No hospital, há uma infraestrutura razoável para o atendimento, mas algumas áreas são sobrecarregadas, como a obstetrícia, pediatria, anestesiologia e cirurgia, que contam com apenas um especialista. As cirurgias e as cesarianas são realizadas apenas em urgências. Também não existem métodos de diagnósticos de complexidade, como tomografia computadorizada, nem de alguns recursos laboratoriais relativamente básicos. Há casos bastante graves que necessitam de remoção. Há muitos encaminhamentos para Manaus, mas nem sempre os pacientes podem ir, pela falta, principalmente, de apoio para o longo percurso (mais de 1.000 quilômetros aéreos ou 1.600 quilômetros pelo rio) e pela falta de abrigo ao chegar lá. A atenção básica é exercida por alguns médicos do hospital à tarde, como um segundo emprego, contrariando os princípios do Sistema Único de Saúde
(SUS) em que o médico de família deve estar na unidade básica integralmente. Há casos de médicos estrangeiros sem autorização do Conselho Federal de
Medicina. Pouquíssimos médicos do restante do Brasil querem vir para cá, por desconhecer as situações locais, pela distância, pela absoluta falta de estabilidade, projetos sérios e estruturais a médio e longo prazos e crescimento profissional (se o prefeito perder a eleição ou o profissional exigir melhores condições de trabalho, o emprego está perdido).

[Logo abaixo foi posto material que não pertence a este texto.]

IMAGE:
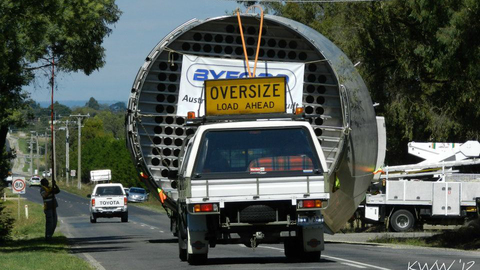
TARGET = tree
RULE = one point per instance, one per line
(36, 34)
(118, 107)
(419, 58)
(92, 103)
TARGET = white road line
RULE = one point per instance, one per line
(274, 248)
(93, 262)
(354, 262)
(353, 265)
(342, 261)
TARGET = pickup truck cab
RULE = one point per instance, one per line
(252, 183)
(107, 201)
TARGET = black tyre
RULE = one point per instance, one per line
(93, 218)
(197, 259)
(294, 251)
(402, 220)
(182, 240)
(125, 217)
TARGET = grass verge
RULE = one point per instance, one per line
(466, 238)
(27, 248)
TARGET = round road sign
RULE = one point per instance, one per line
(18, 186)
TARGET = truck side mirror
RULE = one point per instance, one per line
(174, 184)
(173, 174)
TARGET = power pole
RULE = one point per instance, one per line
(38, 152)
(67, 154)
(46, 151)
(31, 152)
(79, 169)
(53, 153)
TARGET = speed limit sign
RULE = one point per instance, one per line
(18, 186)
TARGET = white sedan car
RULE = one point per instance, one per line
(34, 181)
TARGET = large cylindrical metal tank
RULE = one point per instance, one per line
(332, 89)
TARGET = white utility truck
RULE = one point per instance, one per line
(107, 199)
(242, 180)
(428, 192)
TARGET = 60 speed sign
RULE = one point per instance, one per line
(18, 186)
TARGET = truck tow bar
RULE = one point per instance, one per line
(253, 240)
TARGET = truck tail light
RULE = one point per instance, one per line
(205, 207)
(298, 110)
(310, 204)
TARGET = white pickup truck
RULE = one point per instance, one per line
(108, 200)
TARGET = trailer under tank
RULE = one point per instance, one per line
(333, 91)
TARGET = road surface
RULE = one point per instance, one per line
(145, 242)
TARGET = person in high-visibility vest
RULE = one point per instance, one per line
(49, 207)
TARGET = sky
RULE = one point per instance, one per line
(141, 26)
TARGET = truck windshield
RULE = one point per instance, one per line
(269, 152)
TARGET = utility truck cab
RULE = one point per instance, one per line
(251, 180)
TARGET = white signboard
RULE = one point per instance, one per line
(195, 70)
(18, 185)
(100, 175)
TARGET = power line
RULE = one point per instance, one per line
(307, 1)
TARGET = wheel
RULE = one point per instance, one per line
(125, 217)
(402, 220)
(294, 250)
(182, 240)
(93, 218)
(197, 259)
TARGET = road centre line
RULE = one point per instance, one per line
(354, 265)
(89, 258)
(343, 261)
(354, 262)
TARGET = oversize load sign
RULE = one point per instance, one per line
(18, 186)
(196, 70)
(245, 96)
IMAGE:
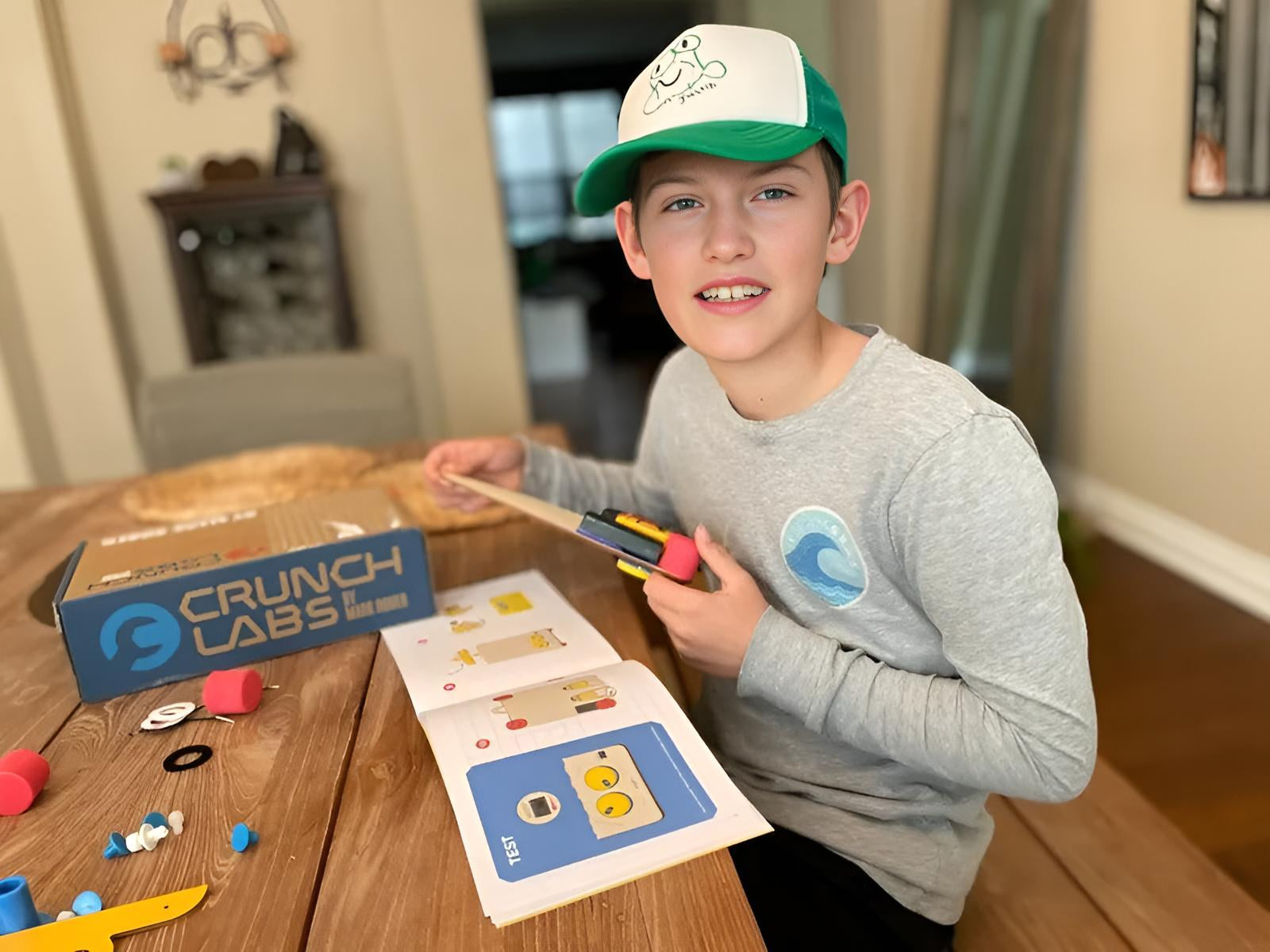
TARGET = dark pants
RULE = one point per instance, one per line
(802, 892)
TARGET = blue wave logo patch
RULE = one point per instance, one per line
(822, 554)
(158, 630)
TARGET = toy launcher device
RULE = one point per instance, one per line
(641, 546)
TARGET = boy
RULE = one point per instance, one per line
(891, 631)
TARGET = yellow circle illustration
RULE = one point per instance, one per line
(614, 804)
(601, 777)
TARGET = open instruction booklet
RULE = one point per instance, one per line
(569, 770)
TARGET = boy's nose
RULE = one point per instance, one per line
(728, 239)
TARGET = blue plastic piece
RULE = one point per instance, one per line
(17, 909)
(87, 903)
(241, 838)
(116, 847)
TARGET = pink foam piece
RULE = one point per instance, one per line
(233, 692)
(23, 774)
(679, 558)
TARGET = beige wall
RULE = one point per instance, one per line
(437, 57)
(340, 86)
(60, 359)
(16, 471)
(891, 60)
(1165, 381)
(404, 135)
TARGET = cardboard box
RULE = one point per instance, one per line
(173, 602)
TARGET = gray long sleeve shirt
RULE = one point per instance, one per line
(924, 644)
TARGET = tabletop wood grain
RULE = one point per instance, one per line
(359, 844)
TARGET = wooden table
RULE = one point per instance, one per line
(359, 846)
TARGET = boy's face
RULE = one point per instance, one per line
(713, 232)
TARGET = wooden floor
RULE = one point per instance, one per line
(1183, 687)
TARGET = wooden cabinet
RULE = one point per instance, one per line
(258, 268)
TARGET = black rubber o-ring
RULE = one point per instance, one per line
(202, 754)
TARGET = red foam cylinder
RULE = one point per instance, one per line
(233, 692)
(679, 558)
(23, 774)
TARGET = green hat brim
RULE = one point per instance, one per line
(607, 181)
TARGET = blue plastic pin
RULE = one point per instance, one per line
(116, 847)
(87, 903)
(241, 838)
(17, 909)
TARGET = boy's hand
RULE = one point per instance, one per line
(498, 460)
(710, 630)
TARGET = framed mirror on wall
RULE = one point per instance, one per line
(1230, 156)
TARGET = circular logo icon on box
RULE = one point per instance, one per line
(158, 631)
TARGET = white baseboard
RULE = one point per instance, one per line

Algumas diferenças culturais são marcantes, como uma perceptível falta de cuidado e autocuidado, principalmente com as crianças, asprimeiras a manifestarem os sintomas da pobreza e do descaso. Me espantei com a quantidade de mortes evitáveis de crianças por desnutrição, responsabilidade compartilhada pela brutalidade gerada pela miséria das famílias, dos profissionais de saúde que não detectam precocemente essas situações, dos governos invisíveis e inoperantes.
A região é fértil em muitos sentidos, iniciativas consistentes irão dar bons frutos, certamente. Há gente trabalhadora e séria ansiosa por mudanças. Há muito trabalho a fazer, mazelas históricas, complexidade humana, cultural e geográfica, pouquíssimas soluções a curto prazo e muitos horizontes abertos. A proximidade e a vivência de questões que transcendem a saúde trazem reflexões enriquecedoras. Os processos e buscas proporcionam constante aprendizagem. Tenho muito a agradecer às pessoas que acolheram e confiaram no trabalho de quem está começando.”